Jothardin the Cruel
Jothardin (or Jothardin the Ass Clown, as I like to be called, bitch) is a loser from the Realm of Arnor who has been fighting for six years or so. Jothardin is best known as King of the Elite Blood Falcons, a crack regiment of the KEWLEST ass mofo's that Belegarth has ever seen. He is also a founding member of the Warriors of the Cross, a since defunct unit. Jothardin is also a founding member of the Viking Bastards because he had his picture taken with a viking helmet. He is widely considered to be a keyboard cowboy because his main interaction with Belegarth has been through the Belegarth web board. No one has seen him at an event since Armageddon II, although he did help draft the web board rulez adopted by the War Council at Armageddon III.
Jothardin started the EBF (which, by the way, also stands for "EveryBody's Friend") back in 1978 C.E., when he decided that the sport of Dagorhir needed a "fierce f'ing tribe of burger gobbling warlords" to scare off the Hamburglar. He immediately declared himself King, and before anyone knew it, he became the most powerful man in the game. Jothardin's second in command, right-palm man, Lord Onyx, summed it up best:
The EBF is not some roleplaying group of over grown teenagers. We are a group of 20-40 year old men, who take our relationship and our group fairly seriously.

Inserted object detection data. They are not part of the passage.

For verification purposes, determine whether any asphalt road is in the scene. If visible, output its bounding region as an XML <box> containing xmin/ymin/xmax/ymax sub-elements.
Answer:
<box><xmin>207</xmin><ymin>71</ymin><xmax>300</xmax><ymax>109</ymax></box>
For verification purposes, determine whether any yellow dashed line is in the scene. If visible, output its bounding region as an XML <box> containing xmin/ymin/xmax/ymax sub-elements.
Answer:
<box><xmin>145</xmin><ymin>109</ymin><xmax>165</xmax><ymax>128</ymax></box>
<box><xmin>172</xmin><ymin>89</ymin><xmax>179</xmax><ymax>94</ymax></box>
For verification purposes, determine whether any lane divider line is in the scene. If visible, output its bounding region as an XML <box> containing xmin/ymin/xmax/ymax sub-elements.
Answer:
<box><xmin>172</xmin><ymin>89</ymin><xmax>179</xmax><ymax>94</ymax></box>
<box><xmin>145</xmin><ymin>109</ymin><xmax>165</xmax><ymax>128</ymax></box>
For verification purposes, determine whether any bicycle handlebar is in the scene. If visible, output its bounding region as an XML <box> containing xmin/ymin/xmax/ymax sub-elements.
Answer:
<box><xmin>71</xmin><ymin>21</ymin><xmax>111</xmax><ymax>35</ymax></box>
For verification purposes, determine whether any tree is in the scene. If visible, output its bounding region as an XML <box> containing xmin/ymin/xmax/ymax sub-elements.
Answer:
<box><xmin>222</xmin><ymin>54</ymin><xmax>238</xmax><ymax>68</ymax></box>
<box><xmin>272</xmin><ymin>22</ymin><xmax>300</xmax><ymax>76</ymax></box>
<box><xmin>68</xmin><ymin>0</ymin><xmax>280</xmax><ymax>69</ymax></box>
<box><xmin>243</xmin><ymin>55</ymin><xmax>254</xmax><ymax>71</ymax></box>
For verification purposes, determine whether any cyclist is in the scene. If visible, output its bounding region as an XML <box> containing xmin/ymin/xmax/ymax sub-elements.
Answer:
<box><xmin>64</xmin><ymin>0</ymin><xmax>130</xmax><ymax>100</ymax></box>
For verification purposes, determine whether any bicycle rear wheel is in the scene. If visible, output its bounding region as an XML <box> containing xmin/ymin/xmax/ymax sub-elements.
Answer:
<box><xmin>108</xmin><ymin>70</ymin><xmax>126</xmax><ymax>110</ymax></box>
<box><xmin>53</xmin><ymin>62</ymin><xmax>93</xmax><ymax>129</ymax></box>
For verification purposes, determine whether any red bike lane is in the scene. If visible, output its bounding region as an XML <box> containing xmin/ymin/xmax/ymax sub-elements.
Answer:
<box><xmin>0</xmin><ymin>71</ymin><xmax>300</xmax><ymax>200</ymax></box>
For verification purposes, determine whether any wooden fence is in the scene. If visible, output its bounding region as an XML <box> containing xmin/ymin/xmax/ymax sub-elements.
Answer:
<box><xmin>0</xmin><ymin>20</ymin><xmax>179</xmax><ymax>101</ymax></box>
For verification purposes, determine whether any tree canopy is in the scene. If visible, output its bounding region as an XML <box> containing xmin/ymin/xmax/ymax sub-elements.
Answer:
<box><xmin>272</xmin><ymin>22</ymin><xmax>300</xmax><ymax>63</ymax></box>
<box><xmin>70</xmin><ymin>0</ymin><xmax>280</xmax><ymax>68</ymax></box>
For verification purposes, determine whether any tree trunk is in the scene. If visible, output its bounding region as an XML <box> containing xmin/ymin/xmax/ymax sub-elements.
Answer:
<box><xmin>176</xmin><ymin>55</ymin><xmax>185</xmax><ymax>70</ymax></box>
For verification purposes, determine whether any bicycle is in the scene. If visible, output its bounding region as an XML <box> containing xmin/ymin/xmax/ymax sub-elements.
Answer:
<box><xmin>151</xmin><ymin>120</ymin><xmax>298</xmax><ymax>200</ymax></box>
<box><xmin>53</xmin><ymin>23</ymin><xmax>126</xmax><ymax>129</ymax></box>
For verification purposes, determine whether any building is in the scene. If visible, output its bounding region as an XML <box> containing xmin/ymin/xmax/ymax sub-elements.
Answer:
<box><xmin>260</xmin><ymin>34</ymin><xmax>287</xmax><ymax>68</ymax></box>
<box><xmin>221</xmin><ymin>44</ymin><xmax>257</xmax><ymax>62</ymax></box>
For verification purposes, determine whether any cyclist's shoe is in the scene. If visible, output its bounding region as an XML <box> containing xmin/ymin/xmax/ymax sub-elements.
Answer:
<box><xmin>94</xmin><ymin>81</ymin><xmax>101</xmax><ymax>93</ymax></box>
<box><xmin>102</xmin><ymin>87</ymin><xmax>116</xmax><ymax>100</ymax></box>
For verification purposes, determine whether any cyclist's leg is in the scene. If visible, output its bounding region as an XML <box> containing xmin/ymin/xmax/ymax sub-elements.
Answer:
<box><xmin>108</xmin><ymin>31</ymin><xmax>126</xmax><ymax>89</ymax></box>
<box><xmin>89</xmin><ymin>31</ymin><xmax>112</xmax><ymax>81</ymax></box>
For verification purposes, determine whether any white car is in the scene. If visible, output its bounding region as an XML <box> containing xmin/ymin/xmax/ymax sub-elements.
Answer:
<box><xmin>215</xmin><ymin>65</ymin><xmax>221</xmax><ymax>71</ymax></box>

We like a joke as much as the rest, but we work way too hard to earn the title of EBF and we frown heavily on anyone who attempts to soil our name.
Today the EBF mostly cooks and eats burgers, professionally and recreationally, respectively.
Jothardin started the Warriors of the Cross unit back in 1997 when he became disenchanted as a geologist and decided that people needed a reason to confuse their real world delusions with their fantasy delusions, stating that "no one will dare challenge the power the allows me to soar upon the wings of eagles et cetera, et cetera" and adjusting his special garb tennis shoes.
Today the Warriors of the Cross is one of the most powerful units in the Belegarth world, and is even feared by their bestest friends, the Brotherhood of the Falcon. Some of the members even still wear tennis shoes with their pretty, pretty garb.
Jothardin was also invited into the unit Warriors of the Cock by Koom, but politely declined. However, he did keep the free toaster oven.
In September of 2007 Jothardin resigned from foam fighting, although it might be argued that he tacitly quit years ago, biotch.